Comment 10 for bug 1406220

Revision history for this message
Christian Ehrhardt  (paelzer) wrote :

Hi,
This came up by our checker for bug inactivity and I beg (all) your pardon, but to action on this is hard without a way to reproduce.

All the fail on the stacktrace top are irrellevant as it is the (mis)-usage by openvpn we would have to spot and that is rather down the trace.

Comparing the linked and the stacktrace here show that they seem not to be the same.
This one here is while initializing a tunnel instance and the following cleanup that fails on freeing resources.
#9 0x00007fa766263f57 in do_close_tun (c=c@entry=0x7fffc95a38d0, force=force@entry=false) at init.c:1546
        tuntap_actual = 0x7fa766df4228 "tun0"
        local = 168305898
        remote_netmask = 168305897
        gc = {list = 0x7fa766df4220}
#10 0x00007fa7662674f3 in close_instance (c=c@entry=0x7fffc95a38d0) at init.c:3512
No locals.
#11 0x00007fa7662679a8 in close_context (c=c@entry=0x7fffc95a38d0, sig=sig@entry=-1, flags=flags@entry=4) at init.c:3687
No locals.
#12 0x00007fa76626863a in init_instance (c=c@entry=0x7fffc95a38d0, env=env@entry=0x7fa766de6a38, flags=flags@entry=4) at init.c:3473
        options = 0x7fffc95a38d0
        child = false
        link_socket_mode = <optimized out>
#13 0x00007fa766269250 in init_instance_handle_signals (c=0x7fffc95a38d0, env=0x7fa766de6a38, flags=4) at init.c:3233
No locals.

While the linked bug in the crash tracker close but more around freeing a key schedule including the openssl bits:
#20 0x00005583969a4586 in tls_ctx_free (ctx=ctx@entry=0x7ffc77eb8170) at ssl_openssl.c:141
No locals.
#21 0x0000558396957528 in key_schedule_free (ks=ks@entry=0x7ffc77eb8138, free_ssl_ctx=<optimized out>) at init.c:1933
No locals.
#22 0x000055839695a567 in do_close_free_key_schedule (free_ssl_ctx=<optimized out>, c=0x7ffc77eb7980) at init.c:2819
No locals.
#23 close_instance (c=c@entry=0x7ffc77eb7980) at init.c:3506
No locals.
#24 0x000055839695ab08 in close_context (c=c@entry=0x7ffc77eb7980, sig=sig@entry=-1, flags=flags@entry=4) at init.c:3687
No locals.
#25 0x000055839695b79a in init_instance (c=c@entry=0x7ffc77eb7980, env=env@entry=0x5583982c9ba8, flags=flags@entry=4) at init.c:3473
        options = 0x7ffc77eb7980
        child = false
        link_socket_mode = <optimized out>

They go down very different paths, free different ressources and therefore seem not directly related to me.

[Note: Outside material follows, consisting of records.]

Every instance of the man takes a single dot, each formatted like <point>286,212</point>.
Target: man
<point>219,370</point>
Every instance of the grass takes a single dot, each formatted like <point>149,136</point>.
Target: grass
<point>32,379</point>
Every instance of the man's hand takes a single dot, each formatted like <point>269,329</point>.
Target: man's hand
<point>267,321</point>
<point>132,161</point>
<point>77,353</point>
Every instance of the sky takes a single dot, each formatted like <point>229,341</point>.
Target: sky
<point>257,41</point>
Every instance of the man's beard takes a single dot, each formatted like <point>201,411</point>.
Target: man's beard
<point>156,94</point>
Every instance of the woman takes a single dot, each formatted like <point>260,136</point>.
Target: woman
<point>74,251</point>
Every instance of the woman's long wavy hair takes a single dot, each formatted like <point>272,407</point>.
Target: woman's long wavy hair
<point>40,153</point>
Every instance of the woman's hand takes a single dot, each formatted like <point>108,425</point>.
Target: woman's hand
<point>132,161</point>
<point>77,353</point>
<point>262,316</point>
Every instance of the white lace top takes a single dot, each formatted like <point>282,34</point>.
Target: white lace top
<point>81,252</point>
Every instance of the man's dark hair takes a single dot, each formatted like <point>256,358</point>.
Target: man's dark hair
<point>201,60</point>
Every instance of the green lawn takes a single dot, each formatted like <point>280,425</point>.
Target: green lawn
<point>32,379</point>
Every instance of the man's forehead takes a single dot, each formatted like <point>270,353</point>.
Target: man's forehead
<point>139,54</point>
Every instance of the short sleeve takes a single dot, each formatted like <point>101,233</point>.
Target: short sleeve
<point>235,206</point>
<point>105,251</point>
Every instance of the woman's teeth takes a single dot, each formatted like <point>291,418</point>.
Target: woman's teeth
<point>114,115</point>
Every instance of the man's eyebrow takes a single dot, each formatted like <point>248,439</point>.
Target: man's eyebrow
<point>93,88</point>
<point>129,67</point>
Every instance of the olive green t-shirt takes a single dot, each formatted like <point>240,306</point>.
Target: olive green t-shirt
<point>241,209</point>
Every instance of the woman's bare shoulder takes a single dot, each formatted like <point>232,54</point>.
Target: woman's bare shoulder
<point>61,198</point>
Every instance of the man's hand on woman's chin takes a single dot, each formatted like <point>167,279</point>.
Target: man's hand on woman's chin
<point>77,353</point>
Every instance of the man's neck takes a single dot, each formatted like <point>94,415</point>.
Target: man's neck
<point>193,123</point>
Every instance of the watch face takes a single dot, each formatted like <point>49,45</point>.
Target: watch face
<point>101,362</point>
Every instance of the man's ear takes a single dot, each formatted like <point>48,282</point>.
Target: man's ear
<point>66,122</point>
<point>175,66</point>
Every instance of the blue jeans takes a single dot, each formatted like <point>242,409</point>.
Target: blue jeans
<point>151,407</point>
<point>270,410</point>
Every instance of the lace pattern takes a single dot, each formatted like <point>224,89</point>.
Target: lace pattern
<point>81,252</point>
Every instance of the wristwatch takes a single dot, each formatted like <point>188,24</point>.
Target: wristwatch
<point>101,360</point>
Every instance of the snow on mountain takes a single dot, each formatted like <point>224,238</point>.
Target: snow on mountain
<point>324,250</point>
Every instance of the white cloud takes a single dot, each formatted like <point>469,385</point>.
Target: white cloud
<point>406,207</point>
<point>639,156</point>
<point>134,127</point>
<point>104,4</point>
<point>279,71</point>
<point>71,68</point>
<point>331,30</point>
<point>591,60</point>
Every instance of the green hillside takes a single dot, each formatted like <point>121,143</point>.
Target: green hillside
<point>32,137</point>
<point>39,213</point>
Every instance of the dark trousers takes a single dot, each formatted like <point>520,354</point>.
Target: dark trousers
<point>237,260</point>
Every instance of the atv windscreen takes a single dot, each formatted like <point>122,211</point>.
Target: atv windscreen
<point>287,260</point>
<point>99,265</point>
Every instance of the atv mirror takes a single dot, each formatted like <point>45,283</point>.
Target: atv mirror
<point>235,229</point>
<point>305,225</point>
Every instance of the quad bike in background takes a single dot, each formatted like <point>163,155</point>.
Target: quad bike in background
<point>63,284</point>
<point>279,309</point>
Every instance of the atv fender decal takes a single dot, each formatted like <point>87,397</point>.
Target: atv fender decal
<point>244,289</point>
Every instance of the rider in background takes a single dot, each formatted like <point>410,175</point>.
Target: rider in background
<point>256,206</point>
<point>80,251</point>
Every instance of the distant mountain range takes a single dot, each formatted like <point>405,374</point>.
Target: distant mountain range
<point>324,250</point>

Of course they could be of the same root cause being a mem overwrite, but it is not confirm-able right now.

The only good thing I can see here is that the auto reported crash ceased to show up since Xenial. Yet it could as well just have changed it's signature to be detected as the same issue.

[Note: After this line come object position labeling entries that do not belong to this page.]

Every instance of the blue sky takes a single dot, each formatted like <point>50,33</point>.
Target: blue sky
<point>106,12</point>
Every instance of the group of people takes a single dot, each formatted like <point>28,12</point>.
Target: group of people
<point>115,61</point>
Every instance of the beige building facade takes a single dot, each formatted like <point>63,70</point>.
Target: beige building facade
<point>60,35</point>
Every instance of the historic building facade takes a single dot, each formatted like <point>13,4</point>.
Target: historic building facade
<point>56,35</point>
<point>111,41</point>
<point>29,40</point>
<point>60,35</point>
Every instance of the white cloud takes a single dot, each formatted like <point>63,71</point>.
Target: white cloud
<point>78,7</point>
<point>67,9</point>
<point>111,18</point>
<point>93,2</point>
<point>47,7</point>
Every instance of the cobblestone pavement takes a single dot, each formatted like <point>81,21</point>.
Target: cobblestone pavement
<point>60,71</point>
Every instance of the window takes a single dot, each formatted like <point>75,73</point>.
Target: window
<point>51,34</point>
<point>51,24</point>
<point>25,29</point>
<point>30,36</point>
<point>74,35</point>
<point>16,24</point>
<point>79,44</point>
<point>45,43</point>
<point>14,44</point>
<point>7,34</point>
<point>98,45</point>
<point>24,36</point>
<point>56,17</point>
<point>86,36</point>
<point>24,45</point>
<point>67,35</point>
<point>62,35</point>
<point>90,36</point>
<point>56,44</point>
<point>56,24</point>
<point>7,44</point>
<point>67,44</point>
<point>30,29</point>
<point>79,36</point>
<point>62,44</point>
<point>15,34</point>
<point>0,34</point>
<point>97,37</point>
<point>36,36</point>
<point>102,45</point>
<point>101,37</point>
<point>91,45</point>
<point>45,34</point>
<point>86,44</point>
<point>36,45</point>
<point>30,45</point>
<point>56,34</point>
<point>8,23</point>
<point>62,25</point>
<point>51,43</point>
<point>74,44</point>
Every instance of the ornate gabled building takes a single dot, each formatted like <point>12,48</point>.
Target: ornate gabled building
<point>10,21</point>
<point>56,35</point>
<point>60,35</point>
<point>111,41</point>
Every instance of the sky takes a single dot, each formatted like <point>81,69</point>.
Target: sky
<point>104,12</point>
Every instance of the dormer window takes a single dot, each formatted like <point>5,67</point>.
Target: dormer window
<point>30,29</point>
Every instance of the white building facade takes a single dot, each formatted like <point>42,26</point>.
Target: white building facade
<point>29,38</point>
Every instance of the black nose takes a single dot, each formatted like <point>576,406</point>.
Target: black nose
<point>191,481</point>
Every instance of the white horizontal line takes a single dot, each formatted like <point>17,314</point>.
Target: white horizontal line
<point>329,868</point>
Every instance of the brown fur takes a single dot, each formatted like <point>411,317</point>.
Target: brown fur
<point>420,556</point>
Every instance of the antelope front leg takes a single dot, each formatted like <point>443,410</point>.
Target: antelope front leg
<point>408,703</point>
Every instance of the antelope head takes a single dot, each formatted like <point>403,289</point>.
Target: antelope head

I have read through the code a bit but nothing obvious stood out, so without better debugging I can't try to fix. Since it might have been fixed in a latter version as indicated by the crash report I checked the git repo, but there was no change directly pointing to this or similar issues that I considerd having a high chance and worth a try.

As bad as the issue is - unless one is willing to read, read, read code with a high chance to still not find anything what really would be needed is a reliable reproducer.
Like configure it like A,B,C and then run D which will trigger the issue.
That then would have to be run in tools like valgrind to detect the likely happening spurious mem overwrite.